I don't think your usecase is the general situation. People who download covers manually probably rather put them in the music folder along with the music files.
Doing the ~/.config vs ~/.cache split is simply to help people who want to keep their backups minimal. There's nothing saying you can't backup both if don't want to lose any files.

Comment 11 Martin Pitt 2008-05-20 07:06:53 UTC
(In reply to comment #8)
> The original reporter of the bug wrote that his daily backup started 'growing
> by quite much' because big files were landing in his backups.
> Instead of patching rhythmbox, I would suggest to fix the backup software, or
> simply adjust the settings of the backup software to exclude the paths to the
> rhythmbox files.

It's not about "fixing" my backup software, that works just fine. The question is about *not* having to configure it to such a fine-grained level to mention each and every file. Applications know themselves which files a precious and which are just cache, so they should put their stuff into standard directories. That way, backup software can come with sane defaults and be efficient.

So if you have 'precious' CD covers, they should not go into the cache directory, ideally.

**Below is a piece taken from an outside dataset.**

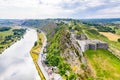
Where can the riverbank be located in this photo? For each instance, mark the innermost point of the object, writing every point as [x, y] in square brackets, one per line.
[16, 61]
[9, 37]
[35, 51]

Comment 12 Tino Meinen 2008-05-20 11:05:00 UTC
Okay, understood, thanks for the explanations everybody! I'll start moving my covers to the music folders.
Comment 13 Jonathan Matthew 2008-06-08 08:02:07 UTC
Looks good and, from my limited testing, seems to work.  I'll commit it once the current svn maintenance is done.  Thanks for the patch.
Comment 14 David Siegel 2008-11-19 23:52:02 UTC
Banshee uses XDG_CACHE_HOME/album-art, and it also sanitizes the artist and album names in the file name (artist-album.jpg). While updating Rhythmbox support in GNOME Do, I realized that it would be excellent if Rhythmbox and Banshee (and other XDG-compliant music applications) stored their album art in the same XDG_CACHE_HOME subdirectory.
Comment 15 Christophe Fergeau 2008-11-20 00:14:42 UTC
Banshee will probably soon use http://live.gnome.org/MediaArtStorageSpec I guess ;)
Comment 16 Jonathan Matthew 2009-02-23 00:03:28 UTC
Magnatune and jamendo catalogues have moved to the user cache dir, magnatune in-progress downloads have moved to the user data dir, and as far as I can tell there's nothing left in ~/.gnome2/rhythmbox/.